Inspiré d’une histoire vraie, le film montre la double évolution de Liéna, son émancipation et sa prise de pouvoir en tant que femme et sa prise de conscience des conditions de vie des ouvriers en tant que patronne. Les deux évolutions sont intimement liées : c’est en prenant conscience des réels besoins des ouvriers que Liéna abandonnera les mesures de son mari pour choisir d’effectuer ses propres mesures améliorant les conditions de vie des ouvriers, qui seront les réformes Duprat.
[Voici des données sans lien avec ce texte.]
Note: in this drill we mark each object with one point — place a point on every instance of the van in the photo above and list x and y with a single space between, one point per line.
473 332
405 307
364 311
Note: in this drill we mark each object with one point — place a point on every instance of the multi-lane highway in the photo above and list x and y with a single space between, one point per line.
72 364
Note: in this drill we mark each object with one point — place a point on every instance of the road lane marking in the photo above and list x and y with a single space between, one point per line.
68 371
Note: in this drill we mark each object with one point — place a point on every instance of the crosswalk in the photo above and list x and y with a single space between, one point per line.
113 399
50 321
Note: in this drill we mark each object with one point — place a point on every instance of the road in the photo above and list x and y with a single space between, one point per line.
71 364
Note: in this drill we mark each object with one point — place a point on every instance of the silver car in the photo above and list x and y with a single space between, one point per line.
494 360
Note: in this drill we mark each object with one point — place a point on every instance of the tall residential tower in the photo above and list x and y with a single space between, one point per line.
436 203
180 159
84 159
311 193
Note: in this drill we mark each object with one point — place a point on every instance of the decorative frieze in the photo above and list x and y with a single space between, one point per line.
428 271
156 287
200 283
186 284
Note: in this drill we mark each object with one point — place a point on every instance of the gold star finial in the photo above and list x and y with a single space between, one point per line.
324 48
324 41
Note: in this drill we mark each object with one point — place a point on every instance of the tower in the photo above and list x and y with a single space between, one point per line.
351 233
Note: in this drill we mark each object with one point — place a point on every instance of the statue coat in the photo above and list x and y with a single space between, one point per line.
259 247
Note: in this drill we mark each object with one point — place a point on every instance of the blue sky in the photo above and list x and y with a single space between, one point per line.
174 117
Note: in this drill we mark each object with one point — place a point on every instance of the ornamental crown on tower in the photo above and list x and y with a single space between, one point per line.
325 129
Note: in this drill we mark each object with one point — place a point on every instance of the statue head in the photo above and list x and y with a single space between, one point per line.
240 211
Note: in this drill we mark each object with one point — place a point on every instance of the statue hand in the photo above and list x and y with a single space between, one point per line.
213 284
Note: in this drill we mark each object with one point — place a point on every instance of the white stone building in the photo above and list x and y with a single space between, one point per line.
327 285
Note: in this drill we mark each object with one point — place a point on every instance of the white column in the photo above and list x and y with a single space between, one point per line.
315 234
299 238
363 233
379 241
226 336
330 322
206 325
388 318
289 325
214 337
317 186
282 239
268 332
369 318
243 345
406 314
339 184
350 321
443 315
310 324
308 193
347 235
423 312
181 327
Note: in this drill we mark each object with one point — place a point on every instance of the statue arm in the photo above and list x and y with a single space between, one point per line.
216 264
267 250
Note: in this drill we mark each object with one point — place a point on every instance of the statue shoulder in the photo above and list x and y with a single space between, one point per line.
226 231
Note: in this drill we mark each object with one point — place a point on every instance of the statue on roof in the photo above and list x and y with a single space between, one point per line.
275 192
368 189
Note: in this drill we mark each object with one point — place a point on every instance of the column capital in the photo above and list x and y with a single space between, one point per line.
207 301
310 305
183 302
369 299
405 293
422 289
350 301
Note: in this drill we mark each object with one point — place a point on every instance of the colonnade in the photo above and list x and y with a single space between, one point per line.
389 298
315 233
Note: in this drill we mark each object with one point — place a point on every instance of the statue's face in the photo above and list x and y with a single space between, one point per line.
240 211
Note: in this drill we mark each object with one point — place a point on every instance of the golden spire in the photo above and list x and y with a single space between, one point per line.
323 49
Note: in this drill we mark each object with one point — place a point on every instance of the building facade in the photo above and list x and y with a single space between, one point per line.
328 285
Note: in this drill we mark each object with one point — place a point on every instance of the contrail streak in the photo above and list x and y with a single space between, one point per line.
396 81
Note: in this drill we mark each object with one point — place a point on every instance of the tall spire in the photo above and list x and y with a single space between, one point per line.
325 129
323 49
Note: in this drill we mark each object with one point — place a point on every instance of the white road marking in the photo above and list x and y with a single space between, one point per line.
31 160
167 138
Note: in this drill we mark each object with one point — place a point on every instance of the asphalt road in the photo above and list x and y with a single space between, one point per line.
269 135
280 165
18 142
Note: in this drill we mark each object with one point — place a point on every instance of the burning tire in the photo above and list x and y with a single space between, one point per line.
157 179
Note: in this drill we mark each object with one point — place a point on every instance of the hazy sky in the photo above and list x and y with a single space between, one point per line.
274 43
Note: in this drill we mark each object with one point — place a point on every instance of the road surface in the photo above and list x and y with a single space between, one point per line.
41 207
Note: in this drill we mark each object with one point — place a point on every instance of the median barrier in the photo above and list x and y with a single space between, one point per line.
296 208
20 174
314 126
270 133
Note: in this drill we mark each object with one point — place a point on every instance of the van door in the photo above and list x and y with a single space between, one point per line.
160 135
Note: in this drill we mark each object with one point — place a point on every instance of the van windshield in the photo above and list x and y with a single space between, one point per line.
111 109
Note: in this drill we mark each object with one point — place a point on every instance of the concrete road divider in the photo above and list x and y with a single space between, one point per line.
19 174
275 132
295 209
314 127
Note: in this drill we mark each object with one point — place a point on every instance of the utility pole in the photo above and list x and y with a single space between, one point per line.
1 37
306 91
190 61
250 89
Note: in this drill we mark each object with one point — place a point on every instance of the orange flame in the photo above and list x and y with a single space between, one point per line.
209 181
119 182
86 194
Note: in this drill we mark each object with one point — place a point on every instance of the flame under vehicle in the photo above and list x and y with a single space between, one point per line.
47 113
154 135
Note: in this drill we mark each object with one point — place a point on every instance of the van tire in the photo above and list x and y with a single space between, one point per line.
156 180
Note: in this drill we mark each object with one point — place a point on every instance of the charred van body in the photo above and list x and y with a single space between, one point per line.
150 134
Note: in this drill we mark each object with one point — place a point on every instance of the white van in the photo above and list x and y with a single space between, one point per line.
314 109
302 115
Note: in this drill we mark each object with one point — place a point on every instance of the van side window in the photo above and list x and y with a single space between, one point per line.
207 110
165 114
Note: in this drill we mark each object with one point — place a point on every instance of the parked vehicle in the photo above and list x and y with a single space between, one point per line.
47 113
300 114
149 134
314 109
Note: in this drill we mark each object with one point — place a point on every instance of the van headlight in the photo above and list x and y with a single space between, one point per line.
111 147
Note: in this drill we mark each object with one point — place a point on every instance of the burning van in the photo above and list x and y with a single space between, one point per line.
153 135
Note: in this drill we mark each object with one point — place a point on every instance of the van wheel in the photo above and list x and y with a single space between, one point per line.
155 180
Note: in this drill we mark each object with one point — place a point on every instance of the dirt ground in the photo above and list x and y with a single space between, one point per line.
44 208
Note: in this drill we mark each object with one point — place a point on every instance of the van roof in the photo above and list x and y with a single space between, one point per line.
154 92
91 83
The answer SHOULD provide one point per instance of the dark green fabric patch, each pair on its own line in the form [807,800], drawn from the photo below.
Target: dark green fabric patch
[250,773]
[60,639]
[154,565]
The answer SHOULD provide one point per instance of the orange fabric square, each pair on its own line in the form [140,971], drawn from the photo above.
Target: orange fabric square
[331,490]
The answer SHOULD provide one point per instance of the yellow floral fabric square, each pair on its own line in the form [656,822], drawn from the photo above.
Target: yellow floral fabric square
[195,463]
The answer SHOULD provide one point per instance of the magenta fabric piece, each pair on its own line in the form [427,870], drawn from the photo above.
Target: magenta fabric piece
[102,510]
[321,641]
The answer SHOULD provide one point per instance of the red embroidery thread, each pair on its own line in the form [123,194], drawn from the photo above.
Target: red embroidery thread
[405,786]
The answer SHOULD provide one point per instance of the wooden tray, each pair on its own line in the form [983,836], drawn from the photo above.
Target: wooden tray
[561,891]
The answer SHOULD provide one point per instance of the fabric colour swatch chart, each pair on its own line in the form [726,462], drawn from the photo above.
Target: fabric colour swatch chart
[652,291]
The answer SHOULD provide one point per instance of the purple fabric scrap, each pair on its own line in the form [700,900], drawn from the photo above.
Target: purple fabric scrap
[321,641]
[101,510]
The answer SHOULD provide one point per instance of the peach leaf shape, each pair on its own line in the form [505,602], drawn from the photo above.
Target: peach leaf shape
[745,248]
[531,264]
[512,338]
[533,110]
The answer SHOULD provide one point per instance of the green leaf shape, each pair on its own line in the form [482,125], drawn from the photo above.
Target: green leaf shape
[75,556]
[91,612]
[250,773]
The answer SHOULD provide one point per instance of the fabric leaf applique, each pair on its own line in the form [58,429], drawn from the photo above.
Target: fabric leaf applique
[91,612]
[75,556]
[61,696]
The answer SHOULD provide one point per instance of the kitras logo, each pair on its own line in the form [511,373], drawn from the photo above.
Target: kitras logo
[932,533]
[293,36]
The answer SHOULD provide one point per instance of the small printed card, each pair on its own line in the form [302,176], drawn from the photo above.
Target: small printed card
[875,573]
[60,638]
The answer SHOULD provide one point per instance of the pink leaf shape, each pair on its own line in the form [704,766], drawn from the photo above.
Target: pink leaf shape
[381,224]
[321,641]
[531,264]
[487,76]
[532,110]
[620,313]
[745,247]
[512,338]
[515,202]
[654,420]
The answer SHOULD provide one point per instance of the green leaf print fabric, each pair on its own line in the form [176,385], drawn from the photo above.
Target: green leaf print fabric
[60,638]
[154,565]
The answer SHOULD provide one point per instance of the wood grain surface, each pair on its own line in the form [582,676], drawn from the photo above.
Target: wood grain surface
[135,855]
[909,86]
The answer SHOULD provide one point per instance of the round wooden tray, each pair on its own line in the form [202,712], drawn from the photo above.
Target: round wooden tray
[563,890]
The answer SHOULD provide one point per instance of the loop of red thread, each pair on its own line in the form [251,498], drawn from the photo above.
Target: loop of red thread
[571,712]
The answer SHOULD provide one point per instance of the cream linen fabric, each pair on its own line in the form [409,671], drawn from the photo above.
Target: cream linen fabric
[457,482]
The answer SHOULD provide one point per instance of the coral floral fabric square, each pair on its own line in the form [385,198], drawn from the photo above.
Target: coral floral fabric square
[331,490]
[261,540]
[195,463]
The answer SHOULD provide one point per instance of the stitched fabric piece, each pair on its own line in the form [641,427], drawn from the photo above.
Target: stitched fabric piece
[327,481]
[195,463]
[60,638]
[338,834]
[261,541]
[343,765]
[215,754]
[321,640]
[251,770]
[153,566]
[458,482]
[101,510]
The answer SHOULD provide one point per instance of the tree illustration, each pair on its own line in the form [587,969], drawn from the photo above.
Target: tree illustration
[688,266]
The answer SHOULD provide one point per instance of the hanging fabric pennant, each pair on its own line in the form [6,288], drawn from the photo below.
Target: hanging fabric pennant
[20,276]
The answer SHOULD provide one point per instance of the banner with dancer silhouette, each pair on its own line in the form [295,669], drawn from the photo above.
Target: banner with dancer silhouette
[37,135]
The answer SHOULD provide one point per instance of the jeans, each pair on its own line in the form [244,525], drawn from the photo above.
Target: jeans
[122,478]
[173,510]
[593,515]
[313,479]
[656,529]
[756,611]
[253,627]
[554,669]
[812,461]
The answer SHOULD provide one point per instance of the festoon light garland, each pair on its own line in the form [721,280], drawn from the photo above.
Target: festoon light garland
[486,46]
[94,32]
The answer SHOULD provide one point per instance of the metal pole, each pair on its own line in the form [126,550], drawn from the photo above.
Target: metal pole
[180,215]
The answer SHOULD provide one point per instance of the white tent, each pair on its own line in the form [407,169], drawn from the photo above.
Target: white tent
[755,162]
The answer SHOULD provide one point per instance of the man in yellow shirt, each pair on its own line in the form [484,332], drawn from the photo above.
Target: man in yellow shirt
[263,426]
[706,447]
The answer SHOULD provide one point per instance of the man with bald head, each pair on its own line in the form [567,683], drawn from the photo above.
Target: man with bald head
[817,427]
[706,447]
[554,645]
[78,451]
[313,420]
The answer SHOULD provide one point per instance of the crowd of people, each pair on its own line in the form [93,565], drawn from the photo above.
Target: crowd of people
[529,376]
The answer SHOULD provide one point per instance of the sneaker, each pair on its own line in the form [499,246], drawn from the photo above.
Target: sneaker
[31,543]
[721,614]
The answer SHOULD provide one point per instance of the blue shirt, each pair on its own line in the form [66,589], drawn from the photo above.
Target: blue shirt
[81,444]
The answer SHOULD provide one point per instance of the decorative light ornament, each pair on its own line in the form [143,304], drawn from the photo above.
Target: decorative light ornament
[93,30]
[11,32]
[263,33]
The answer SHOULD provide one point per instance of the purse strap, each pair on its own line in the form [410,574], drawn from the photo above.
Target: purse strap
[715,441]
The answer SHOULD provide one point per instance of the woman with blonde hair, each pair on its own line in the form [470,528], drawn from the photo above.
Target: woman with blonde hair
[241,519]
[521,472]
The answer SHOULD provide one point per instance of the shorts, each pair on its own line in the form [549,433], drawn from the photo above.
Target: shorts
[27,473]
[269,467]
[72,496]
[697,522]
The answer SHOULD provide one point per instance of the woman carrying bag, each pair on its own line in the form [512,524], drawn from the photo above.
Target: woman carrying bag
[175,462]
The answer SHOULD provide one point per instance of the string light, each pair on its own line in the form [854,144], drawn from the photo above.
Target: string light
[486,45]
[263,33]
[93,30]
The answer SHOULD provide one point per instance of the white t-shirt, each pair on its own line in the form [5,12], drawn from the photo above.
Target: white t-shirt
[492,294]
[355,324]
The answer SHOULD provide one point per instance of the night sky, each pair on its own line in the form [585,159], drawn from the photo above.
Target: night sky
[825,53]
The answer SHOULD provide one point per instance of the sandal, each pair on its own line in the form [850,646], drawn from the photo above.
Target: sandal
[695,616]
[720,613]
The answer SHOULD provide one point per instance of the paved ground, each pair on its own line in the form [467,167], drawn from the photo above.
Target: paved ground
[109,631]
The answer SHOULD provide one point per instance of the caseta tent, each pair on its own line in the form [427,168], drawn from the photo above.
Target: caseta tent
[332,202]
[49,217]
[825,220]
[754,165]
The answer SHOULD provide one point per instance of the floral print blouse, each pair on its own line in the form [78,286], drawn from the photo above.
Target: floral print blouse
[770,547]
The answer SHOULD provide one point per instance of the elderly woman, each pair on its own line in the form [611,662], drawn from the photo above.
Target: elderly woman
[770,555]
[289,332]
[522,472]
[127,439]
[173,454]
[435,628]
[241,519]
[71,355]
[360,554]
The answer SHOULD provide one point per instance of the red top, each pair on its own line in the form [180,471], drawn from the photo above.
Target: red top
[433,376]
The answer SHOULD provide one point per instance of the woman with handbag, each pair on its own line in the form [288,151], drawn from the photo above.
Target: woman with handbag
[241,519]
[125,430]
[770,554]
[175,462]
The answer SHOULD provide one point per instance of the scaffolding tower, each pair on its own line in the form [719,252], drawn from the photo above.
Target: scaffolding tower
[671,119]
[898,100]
Au début du film, Liéna décide d’électrifier la Landes, ignorant la grève et les revendications des ouvriers (à savoir obtenir le salariat, de meilleurs conditions de vie et arrêter de donner des avantages en nature à leur patronne), persuadée d’agir pour leur bien et de savoir mieux qu’eux ce dont ils ont besoin. Elle est ainsi dans une démarche très paternaliste vis-à-vis des ouvriers, ne voulant que leur bien mais se plaçant aussi quasi automatiquement comme supérieure à eux.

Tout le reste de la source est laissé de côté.